Recently, I submitted this open letter to McSweeney's about an ongoing problem--automatic doors and me and the fact that they do not open when I approach. My piece saw the same fate that most writing does. Rejection. However, I've got to thank McSweeney's because the rejection was actually personalized. The rejector apologized for passing and then sweetly stated, "here’s hoping the doors get your message eventually."
What's the message? Here's the letter so you can see for yourself.
Dear Automatic Doors:
I have only one simple question: why don’t you open when I walk up to you?
More and more frequently in recent months, I find myself dreading the walk-up to a set of you doors that have an electronic eye attached to motion detectors to make you open. More and more frequently, I stand in front of you and nothing happens. Actually, that's not true. What happens is I stand in front of you and you remain closed. Then I don't know what to do.
Sometimes I take one step back and then forward again. You do not open.
Sometimes I shuffle side to side. You do not open.
Sometimes I step aside and wait for someone else to exit or enter so I can slip through, ninja-style. You open, but begrudgingly. Apparently, you also have something against ninjas.
Sometimes I relent and walk away as you remain closed.
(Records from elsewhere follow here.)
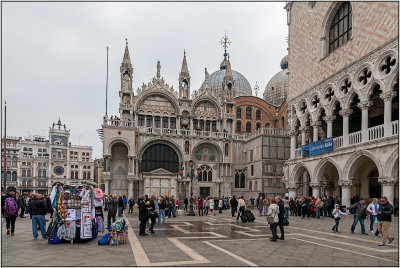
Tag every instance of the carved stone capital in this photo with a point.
(388, 96)
(345, 182)
(292, 187)
(329, 118)
(346, 112)
(388, 180)
(315, 184)
(364, 105)
(316, 123)
(303, 128)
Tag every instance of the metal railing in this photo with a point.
(355, 137)
(338, 142)
(376, 132)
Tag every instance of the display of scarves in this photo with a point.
(62, 208)
(86, 214)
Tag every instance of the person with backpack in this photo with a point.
(273, 211)
(11, 212)
(38, 209)
(242, 207)
(336, 215)
(21, 204)
(234, 204)
(373, 209)
(131, 203)
(186, 202)
(385, 219)
(162, 204)
(360, 213)
(112, 210)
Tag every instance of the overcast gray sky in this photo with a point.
(54, 55)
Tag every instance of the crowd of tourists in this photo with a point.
(277, 210)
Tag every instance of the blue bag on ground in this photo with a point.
(103, 240)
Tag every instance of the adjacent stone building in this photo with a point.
(159, 131)
(343, 83)
(34, 164)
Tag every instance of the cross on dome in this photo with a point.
(225, 42)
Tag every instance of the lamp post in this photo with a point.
(192, 176)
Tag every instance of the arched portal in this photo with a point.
(119, 169)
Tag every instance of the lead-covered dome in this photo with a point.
(241, 86)
(276, 90)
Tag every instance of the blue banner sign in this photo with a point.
(318, 147)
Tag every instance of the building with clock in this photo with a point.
(344, 86)
(160, 131)
(36, 163)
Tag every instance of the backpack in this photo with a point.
(104, 239)
(353, 210)
(11, 207)
(98, 193)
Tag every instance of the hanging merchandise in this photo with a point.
(75, 214)
(118, 234)
(86, 214)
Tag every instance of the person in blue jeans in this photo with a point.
(360, 214)
(336, 215)
(37, 208)
(162, 204)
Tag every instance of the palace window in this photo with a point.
(238, 126)
(248, 127)
(341, 27)
(258, 115)
(239, 113)
(149, 121)
(165, 122)
(157, 123)
(248, 113)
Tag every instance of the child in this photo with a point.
(336, 215)
(211, 206)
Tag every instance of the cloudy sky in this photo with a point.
(54, 55)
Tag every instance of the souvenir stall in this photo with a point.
(75, 218)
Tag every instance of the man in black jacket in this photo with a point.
(281, 216)
(112, 209)
(37, 207)
(385, 219)
(233, 204)
(143, 212)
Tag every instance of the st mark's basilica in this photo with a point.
(233, 142)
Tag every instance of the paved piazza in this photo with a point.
(210, 241)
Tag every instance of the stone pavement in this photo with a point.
(212, 241)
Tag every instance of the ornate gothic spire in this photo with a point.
(126, 61)
(184, 69)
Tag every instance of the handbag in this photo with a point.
(270, 219)
(285, 221)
I have yet to flail my arms around, direct my face at the camera, and shout, “Hey, let me in! I only need a banana and some Kleenex!” I’ve been on the verge of doing so, but it may look ridiculous. Then again, I look kinda ridiculous standing in front of closed doors, watching longingly through the glass at the happy shoppers with their carts, hoping that you'll open. And I also look kinda ridiculous doing the hokey-pokey-sidewalk-shuffle.
And again, I probably look ridiculous walking up to a set of closed doors, waiting, and then walking away for a reason not apparent to anyone else around—those innocents, unaware of our unspoken standoff that you have begun.
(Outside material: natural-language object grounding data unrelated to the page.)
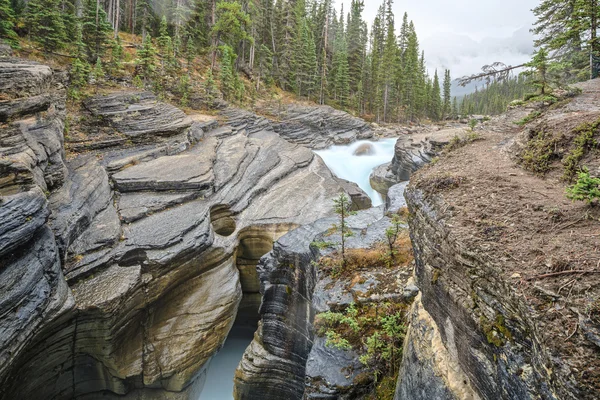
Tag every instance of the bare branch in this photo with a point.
(493, 72)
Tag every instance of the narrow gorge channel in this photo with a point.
(353, 162)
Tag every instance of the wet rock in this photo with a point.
(366, 149)
(395, 200)
(139, 116)
(332, 373)
(410, 156)
(156, 285)
(319, 127)
(278, 363)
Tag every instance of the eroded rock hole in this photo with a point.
(254, 244)
(222, 220)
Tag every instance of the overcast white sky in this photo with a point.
(464, 35)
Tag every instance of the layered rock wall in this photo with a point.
(123, 267)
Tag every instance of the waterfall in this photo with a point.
(356, 161)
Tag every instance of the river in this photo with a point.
(345, 163)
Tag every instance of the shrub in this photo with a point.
(586, 188)
(472, 124)
(530, 117)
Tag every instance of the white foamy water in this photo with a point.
(357, 168)
(344, 164)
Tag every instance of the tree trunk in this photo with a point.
(117, 17)
(594, 27)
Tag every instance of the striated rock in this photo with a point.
(319, 127)
(283, 360)
(364, 150)
(86, 194)
(492, 320)
(138, 115)
(23, 79)
(33, 291)
(158, 240)
(332, 373)
(21, 216)
(410, 156)
(31, 142)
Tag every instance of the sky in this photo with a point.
(464, 35)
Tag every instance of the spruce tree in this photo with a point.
(436, 100)
(447, 99)
(226, 74)
(78, 75)
(539, 70)
(146, 60)
(7, 24)
(356, 44)
(116, 59)
(165, 44)
(45, 23)
(96, 30)
(196, 26)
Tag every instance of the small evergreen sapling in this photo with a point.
(46, 25)
(391, 234)
(586, 188)
(146, 61)
(342, 208)
(7, 24)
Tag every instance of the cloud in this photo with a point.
(464, 55)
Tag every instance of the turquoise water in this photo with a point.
(219, 380)
(357, 168)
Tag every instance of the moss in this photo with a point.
(583, 143)
(495, 331)
(458, 142)
(539, 153)
(528, 118)
(441, 182)
(436, 275)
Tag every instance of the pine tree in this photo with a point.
(414, 95)
(454, 113)
(116, 61)
(7, 24)
(567, 29)
(79, 73)
(196, 26)
(96, 30)
(539, 70)
(97, 74)
(447, 95)
(226, 74)
(164, 41)
(231, 26)
(390, 56)
(146, 60)
(356, 44)
(46, 25)
(436, 100)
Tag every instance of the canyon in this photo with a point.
(134, 237)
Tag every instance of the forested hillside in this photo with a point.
(240, 47)
(494, 97)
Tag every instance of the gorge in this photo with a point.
(135, 237)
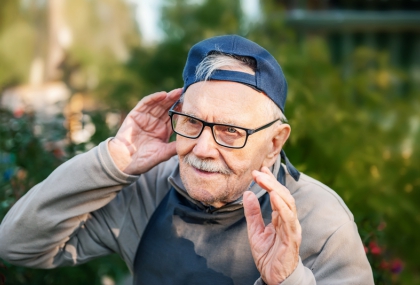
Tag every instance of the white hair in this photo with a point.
(218, 60)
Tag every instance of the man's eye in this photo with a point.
(231, 130)
(192, 121)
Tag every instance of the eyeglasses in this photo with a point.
(225, 135)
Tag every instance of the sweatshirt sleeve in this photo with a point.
(58, 223)
(341, 261)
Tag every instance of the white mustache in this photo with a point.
(206, 165)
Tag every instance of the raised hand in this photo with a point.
(275, 247)
(142, 140)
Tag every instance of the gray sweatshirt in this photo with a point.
(88, 208)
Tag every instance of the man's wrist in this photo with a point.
(119, 154)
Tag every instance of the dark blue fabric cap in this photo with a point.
(269, 77)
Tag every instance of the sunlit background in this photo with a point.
(70, 71)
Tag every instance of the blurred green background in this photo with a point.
(70, 70)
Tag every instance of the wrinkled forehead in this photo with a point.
(225, 101)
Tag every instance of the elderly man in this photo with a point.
(215, 207)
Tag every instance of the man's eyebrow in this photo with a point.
(217, 121)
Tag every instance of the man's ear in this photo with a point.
(277, 140)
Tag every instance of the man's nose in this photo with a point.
(205, 146)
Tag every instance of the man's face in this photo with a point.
(229, 103)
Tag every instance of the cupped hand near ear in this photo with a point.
(275, 247)
(142, 140)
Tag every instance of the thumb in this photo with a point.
(167, 151)
(254, 220)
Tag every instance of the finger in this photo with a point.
(158, 104)
(167, 151)
(254, 220)
(268, 182)
(286, 218)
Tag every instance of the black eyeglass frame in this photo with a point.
(248, 132)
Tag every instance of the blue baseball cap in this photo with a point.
(268, 78)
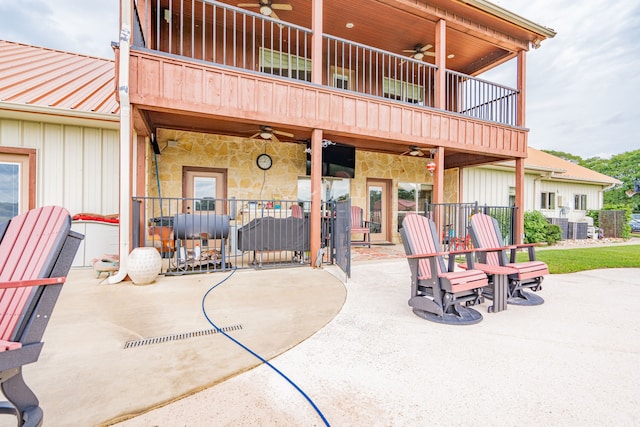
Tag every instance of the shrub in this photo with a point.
(535, 225)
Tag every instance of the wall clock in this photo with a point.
(264, 161)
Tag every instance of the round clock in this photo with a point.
(264, 161)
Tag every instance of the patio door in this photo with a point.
(205, 190)
(379, 209)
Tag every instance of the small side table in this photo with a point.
(500, 283)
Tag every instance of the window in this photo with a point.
(284, 64)
(403, 91)
(548, 201)
(580, 202)
(412, 197)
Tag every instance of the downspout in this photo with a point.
(125, 140)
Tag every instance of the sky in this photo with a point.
(582, 85)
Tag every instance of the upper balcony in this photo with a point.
(213, 67)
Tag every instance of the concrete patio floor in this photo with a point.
(357, 351)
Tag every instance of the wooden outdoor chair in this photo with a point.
(442, 297)
(490, 249)
(36, 252)
(360, 226)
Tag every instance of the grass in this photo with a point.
(572, 260)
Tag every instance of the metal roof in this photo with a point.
(43, 77)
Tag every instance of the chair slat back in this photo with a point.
(422, 238)
(27, 251)
(486, 234)
(296, 211)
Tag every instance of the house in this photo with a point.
(302, 101)
(554, 186)
(59, 138)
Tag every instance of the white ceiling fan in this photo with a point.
(267, 132)
(267, 7)
(419, 52)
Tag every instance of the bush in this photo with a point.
(553, 233)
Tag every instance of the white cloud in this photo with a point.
(582, 85)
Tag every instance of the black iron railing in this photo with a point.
(454, 220)
(205, 235)
(229, 36)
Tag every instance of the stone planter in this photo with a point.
(144, 265)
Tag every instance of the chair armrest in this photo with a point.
(32, 282)
(530, 250)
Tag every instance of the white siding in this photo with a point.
(76, 167)
(491, 187)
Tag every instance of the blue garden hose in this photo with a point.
(262, 359)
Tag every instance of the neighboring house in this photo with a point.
(59, 127)
(554, 186)
(205, 86)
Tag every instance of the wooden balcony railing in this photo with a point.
(228, 36)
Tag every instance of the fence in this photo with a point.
(454, 220)
(203, 235)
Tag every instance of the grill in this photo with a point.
(176, 337)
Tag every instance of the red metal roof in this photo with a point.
(46, 77)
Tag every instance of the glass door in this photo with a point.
(378, 209)
(204, 190)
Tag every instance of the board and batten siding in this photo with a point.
(76, 166)
(491, 187)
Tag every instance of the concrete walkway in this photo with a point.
(572, 361)
(358, 352)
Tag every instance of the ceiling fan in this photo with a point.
(267, 7)
(415, 151)
(419, 52)
(267, 132)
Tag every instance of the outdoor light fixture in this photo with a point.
(431, 165)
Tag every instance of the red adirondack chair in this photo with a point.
(36, 252)
(491, 250)
(360, 226)
(438, 292)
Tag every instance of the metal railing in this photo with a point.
(205, 235)
(454, 219)
(481, 99)
(226, 35)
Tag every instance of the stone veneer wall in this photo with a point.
(245, 179)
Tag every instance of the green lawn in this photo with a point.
(580, 259)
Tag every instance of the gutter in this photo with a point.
(125, 141)
(518, 20)
(59, 115)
I'm not talking about one particular set of you. This refusal of entry has occurred in many places: at CVS, at work, in supermarkets, at several places in Denver. It’s as if you have a national network through which you’ve sent out an APB with a screenshot of me in half a side-shuffle with the caption: Do Not Open Up For This Little Woman No Matter What Movement She Makes.
At first, I thought that was the reason: maybe I'm not tall enough. I contemplated getting stilts or a pogo stick. I contemplated taking up with the Harlem Globetrotters, begging them via Instagram to accompany me wherever I go just in case I need to go from the outside world into a building.
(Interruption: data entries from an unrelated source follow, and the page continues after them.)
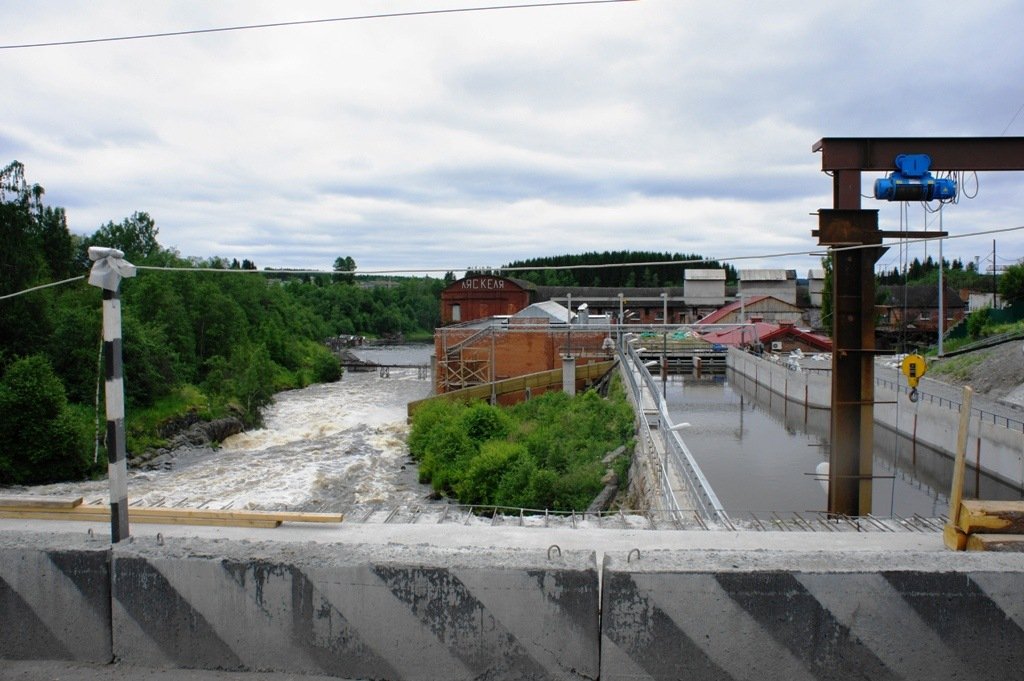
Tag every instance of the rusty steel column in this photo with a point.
(853, 285)
(850, 464)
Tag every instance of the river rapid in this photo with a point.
(330, 447)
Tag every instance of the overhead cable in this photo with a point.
(335, 19)
(409, 270)
(38, 288)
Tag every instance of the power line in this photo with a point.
(278, 25)
(409, 270)
(39, 288)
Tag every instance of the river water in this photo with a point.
(760, 452)
(325, 448)
(341, 445)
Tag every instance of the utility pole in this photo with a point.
(108, 269)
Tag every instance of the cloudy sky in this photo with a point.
(442, 141)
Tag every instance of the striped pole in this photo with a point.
(107, 272)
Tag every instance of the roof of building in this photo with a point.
(726, 310)
(605, 292)
(691, 274)
(547, 309)
(766, 274)
(766, 333)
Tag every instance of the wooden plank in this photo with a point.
(1004, 543)
(101, 512)
(39, 502)
(953, 538)
(960, 462)
(1006, 517)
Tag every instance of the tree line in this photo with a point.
(557, 270)
(212, 343)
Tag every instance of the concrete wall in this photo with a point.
(390, 611)
(998, 451)
(718, 615)
(54, 597)
(356, 611)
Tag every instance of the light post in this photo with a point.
(621, 320)
(665, 343)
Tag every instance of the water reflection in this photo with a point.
(760, 452)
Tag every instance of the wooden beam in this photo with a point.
(175, 516)
(15, 502)
(1005, 543)
(1004, 517)
(960, 464)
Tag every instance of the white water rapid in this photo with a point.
(326, 448)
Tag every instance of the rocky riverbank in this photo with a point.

Before making these circus-like purchases and borderline-sane requests, I realized, no, it can’t be my 4 foot 10 inch frame. Adults in wheelchairs for whom some of you doors are specifically installed (like the one at work at the top of the wheelchair ramp) can get you to open without a problem.
I’ve also seen many small children, 4 foot 10 and under, who like motion detectors. They can make you open and close and open and close and open and close and open and close. You seem to actually enjoy the game although store managers and moms do not find it as entertaining.
So while I would like to think that no one and nothing in this world could possibly hate me aside from several students who failed that one semester of comp and perhaps a waiter in Denver, I’m beginning to realize that you might not like me. If that’s the case, I would really like to know why, so that I could make it up to you and you could open for me again. And yes, I realize, I look kinda ridiculous asking automatic doors to have a sit down and hug it out, but what’s more ridiculous is pushing a shopping cart up to the local A&P and waiting there until someone else decides it’s time to get some milk.
I’ll be awaiting your reply. Out in the parking lot.
The doors? Have not gotten my message. Within days, the pesky automatic door in the S building on campus closed on me. You know how automatic doors usually pop back open immediately upon striking something? Yes, well, this one did not. It bumped into me, I jostled back and forth, and then, and THEN, it hit me again. I shit you not. Just one more ram into me for old time's sake. I stumbled out of the doorway unharmed save the embarrassment of semi-animate non-rational objects getting the better of me, a human being with several advanced degrees and a career in higher ed.
Clearly, this is McSweeney's fault. Clearly.
So no, they haven't gotten the message, at least not up until eventually now. I suppose I'll keep waiting. Outside. Still.